En el crepúsculo de los años ‘90, lo que volvía seductora a Suban el volumen era cómo experimentaba genéticamente con otras películas que podrían resultar antitéticas: la depresión consumista de Rebelde sin causa, la piel de cocodrilo de Over the edge (1979), la ternura azucarada de El club de los cinco (1985). Moyle reúne esas variedades dispares y en el proceso se vuelve un perfecto equilibrista del tono emocional: sus chicos quieren salir a destruir todo, pero la paradoja es que ellos mismos son criaturas vulnerables que están rotas.
Nadie expresa mejor esa cualidad que el mismo Mark, escindido entre el día y la noche como los superhéroes que resguardan su identidad secreta. Anda por la escuela como una oveja en el matadero, apenas profiriendo palabras y enterrando los ojos en la tierra. Sólo se libera en las sombras de su propio cuarto; cuando el micrófono de la radio le permite desprenderse de la imagen que los otros se han hecho de él mismo. Entonces no es más que una voz, cruda y pulsional, encendiendo los restos perdidos de sus penas.

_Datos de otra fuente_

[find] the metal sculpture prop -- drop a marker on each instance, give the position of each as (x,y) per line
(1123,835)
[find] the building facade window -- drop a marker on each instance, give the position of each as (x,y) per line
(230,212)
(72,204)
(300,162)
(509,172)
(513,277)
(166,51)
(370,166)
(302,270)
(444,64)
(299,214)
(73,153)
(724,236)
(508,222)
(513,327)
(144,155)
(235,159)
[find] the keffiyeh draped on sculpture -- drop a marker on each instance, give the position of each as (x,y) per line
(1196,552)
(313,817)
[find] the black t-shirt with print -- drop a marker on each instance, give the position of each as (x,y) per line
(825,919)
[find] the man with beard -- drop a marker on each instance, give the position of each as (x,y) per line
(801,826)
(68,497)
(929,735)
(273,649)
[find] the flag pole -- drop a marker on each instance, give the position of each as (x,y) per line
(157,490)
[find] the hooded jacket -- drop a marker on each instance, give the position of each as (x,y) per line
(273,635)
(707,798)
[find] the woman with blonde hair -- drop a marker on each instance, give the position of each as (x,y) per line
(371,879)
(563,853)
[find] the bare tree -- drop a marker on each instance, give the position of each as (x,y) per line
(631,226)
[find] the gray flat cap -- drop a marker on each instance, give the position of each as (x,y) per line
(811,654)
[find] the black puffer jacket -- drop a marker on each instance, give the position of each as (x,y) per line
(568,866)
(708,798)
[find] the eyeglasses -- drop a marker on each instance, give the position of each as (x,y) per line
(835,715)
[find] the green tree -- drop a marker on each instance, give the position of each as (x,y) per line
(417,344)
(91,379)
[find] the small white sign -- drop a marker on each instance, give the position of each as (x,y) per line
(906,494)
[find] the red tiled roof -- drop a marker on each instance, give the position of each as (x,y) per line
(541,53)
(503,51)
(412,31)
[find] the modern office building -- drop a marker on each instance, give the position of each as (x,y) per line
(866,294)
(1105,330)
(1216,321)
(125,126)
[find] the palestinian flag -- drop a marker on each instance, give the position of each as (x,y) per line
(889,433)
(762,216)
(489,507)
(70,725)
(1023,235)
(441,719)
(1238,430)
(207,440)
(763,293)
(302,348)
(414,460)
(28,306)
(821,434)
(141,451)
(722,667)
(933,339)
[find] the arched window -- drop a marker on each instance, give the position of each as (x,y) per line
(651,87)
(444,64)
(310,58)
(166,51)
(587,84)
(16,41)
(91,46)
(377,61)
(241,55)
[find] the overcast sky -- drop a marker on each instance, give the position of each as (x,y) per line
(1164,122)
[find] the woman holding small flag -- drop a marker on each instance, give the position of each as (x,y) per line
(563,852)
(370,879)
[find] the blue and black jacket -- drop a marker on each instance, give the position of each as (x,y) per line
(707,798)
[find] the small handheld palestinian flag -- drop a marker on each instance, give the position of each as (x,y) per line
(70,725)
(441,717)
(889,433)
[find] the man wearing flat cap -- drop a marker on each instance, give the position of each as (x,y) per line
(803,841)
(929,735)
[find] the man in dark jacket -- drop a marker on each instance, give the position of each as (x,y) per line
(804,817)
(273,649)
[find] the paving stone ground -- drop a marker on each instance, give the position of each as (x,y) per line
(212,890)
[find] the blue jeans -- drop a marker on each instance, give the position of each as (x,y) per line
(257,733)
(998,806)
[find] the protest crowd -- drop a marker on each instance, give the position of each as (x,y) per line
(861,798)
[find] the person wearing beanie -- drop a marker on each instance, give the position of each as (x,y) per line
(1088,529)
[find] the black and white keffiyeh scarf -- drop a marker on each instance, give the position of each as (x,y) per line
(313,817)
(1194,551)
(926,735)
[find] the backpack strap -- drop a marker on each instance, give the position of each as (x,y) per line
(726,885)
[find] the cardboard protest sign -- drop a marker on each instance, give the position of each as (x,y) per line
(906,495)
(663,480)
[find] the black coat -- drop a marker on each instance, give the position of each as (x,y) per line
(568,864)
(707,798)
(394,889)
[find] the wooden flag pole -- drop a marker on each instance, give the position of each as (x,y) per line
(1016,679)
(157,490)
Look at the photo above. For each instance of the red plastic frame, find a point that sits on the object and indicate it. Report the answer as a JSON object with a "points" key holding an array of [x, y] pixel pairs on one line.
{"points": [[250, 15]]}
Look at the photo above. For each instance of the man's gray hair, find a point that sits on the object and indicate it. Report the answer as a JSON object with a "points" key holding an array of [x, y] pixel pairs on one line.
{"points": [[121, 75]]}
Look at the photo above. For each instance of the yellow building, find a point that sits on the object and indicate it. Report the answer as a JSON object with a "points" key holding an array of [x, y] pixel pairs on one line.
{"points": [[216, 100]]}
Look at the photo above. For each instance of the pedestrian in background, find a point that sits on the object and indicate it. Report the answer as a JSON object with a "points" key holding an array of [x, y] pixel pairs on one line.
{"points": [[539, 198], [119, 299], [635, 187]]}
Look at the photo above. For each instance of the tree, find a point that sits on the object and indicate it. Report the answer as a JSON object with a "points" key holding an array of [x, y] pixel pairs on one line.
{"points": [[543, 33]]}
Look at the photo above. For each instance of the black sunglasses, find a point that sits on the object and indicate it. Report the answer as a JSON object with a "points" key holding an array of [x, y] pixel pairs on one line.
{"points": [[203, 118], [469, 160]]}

Esto nos recuerda Moyle: ¿no es el cine, en parte, como la danza de espejos empañados que se juega en los pasillos de la escuela? Una imagen, incluso cuando posee movimiento, puede fijar identidades. Esa es la peor de sus caras: la que fosiliza el cuerpo de una chica o los gestos de un pueblerino o los deseos sexuales de un estudiante de secundaria. Pero también están aquellas imágenes que apuestan a la liquidez, a aquello que cambia su forma cada vez que alguien busca encerrarlo entre los puños. Y Suban el volumen forma parte de esa segunda tradición. Entiende al cine (aquí: pop, mainstream y genérico) como una superficie para la evaporación.

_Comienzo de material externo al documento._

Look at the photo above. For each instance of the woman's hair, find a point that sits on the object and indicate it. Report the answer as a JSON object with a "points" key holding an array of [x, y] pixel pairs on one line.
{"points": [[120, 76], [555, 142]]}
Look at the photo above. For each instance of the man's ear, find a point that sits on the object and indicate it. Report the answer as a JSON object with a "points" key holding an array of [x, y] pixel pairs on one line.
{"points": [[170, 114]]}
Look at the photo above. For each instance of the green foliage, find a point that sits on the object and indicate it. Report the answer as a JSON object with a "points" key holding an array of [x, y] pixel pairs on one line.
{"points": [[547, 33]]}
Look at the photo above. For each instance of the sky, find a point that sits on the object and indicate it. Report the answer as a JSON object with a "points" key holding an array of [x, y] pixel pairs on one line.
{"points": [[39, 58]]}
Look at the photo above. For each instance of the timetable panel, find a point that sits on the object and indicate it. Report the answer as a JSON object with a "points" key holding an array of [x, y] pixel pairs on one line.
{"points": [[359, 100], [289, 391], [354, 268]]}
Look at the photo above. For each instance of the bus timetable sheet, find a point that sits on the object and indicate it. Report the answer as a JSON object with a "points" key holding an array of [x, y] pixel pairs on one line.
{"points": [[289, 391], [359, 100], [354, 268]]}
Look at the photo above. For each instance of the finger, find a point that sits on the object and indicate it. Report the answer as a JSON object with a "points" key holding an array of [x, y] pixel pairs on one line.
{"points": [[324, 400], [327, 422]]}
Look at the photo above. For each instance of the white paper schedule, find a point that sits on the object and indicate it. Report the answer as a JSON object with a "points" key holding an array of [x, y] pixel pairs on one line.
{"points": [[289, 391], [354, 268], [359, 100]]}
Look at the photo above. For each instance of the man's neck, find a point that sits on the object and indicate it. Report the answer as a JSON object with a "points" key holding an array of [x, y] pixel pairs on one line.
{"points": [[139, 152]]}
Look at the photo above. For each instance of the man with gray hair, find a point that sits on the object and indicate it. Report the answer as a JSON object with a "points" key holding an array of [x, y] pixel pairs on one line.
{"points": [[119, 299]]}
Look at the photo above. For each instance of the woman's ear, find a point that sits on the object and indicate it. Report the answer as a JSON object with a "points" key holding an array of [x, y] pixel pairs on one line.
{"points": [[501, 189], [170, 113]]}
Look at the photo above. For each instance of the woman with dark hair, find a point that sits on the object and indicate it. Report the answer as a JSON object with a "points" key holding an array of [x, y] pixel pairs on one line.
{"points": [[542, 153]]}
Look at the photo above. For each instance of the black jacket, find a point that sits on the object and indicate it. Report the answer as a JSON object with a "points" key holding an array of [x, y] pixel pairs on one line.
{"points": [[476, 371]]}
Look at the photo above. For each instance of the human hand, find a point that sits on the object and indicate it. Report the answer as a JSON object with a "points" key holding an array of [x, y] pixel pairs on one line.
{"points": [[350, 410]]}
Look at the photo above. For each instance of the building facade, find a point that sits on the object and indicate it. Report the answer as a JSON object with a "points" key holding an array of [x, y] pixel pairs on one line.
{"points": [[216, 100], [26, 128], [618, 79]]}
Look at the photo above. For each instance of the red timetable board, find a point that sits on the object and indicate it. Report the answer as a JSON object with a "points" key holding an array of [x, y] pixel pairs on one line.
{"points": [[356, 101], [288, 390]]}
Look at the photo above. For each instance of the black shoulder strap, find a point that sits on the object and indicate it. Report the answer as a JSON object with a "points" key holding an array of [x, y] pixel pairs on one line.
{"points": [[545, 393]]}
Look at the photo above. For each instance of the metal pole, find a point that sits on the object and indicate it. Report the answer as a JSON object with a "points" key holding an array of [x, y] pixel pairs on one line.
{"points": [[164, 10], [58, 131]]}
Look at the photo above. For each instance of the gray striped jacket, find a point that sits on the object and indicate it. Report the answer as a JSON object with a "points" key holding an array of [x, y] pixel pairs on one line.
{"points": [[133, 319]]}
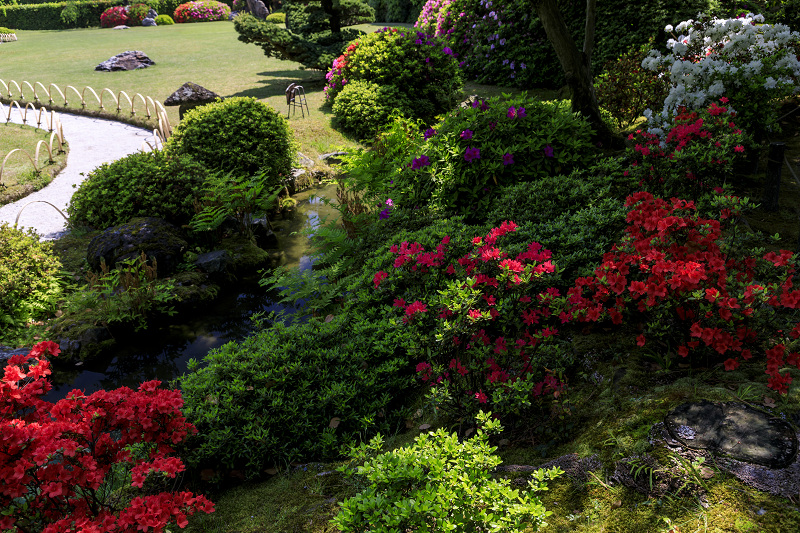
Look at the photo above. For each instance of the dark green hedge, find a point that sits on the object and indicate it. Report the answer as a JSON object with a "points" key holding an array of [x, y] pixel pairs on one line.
{"points": [[48, 16]]}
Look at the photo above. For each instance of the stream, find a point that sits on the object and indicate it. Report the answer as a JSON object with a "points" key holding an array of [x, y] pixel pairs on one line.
{"points": [[163, 352]]}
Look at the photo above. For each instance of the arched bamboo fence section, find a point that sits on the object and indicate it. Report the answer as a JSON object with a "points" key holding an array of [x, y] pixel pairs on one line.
{"points": [[53, 125], [106, 100]]}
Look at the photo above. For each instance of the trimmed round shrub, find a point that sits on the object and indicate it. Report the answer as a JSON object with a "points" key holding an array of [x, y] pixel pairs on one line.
{"points": [[479, 149], [202, 11], [239, 135], [28, 276], [137, 13], [114, 16], [364, 107], [276, 18], [422, 69], [141, 184], [164, 20]]}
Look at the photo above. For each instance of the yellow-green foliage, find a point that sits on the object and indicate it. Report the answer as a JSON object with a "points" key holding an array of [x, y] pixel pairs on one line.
{"points": [[28, 276]]}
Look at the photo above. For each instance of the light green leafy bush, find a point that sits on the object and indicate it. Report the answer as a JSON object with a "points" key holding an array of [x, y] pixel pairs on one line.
{"points": [[364, 107], [441, 484], [238, 135], [423, 70], [29, 286], [141, 184], [293, 392]]}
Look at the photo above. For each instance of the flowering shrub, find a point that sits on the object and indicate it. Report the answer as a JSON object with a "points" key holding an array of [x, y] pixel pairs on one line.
{"points": [[202, 11], [626, 89], [694, 154], [420, 68], [753, 64], [673, 270], [114, 16], [486, 327], [493, 143], [61, 463]]}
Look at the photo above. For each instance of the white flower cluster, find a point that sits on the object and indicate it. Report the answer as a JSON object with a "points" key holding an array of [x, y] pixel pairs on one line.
{"points": [[711, 56]]}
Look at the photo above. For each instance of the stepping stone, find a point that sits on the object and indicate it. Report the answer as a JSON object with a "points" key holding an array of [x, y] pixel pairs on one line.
{"points": [[734, 430]]}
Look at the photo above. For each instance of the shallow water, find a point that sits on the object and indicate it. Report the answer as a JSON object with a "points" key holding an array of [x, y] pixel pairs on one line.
{"points": [[163, 352]]}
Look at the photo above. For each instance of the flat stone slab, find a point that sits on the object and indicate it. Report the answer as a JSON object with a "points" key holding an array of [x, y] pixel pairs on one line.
{"points": [[735, 430]]}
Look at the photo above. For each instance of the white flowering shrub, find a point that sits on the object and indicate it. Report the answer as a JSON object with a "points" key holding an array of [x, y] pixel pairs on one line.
{"points": [[755, 65]]}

Moyle es tan generoso que ofrece a cada uno de sus personajes la posibilidad de ser su propio reverso. El chico que no se anima a hablarle a las chicas en algún momento puede dirigirse e inspirar a todo un pueblo. La chica intrépida y sin miedos puede encontrar un momento para la ternura. La piba presionada a ser perfecta puede prender fuego todas sus perlas. Cada uno tiene la oportunidad de quitarse las amarraduras que los habían vuelto una imagen de piedra.

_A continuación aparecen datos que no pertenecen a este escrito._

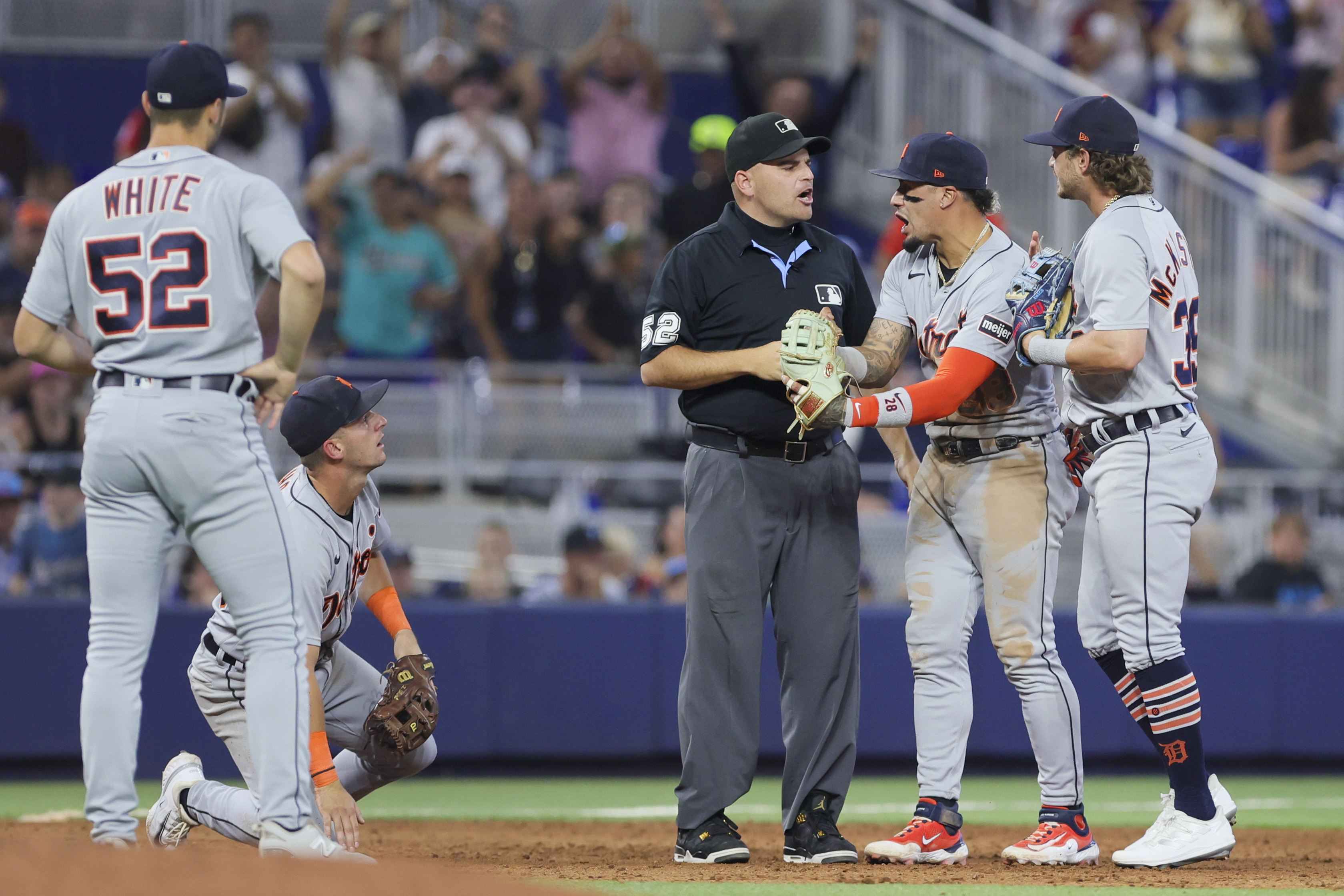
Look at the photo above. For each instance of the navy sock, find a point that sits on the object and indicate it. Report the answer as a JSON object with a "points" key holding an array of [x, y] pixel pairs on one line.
{"points": [[1171, 690]]}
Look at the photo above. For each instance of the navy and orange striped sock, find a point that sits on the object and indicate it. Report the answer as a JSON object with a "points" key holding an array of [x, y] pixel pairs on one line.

Siempre que miro Suban el volumen quisiera haberla visto antes. Y ojalá más adolescentes llegaran a verla hoy en día. ¿Será demasiado cursi decir que una película puede comportarse como si fuera tu mejor amigo? Algo de eso pone en juego Allan Moyle. Hace un film rabioso, suave y divertido que es una voz tirando abajo la pantalla. Pero además, es una imagen que se corre para hacernos un lugar. Nos devuelve ese anhelo remoto de la adolescencia: el derecho a ser vistos, bajo nuestros propios términos.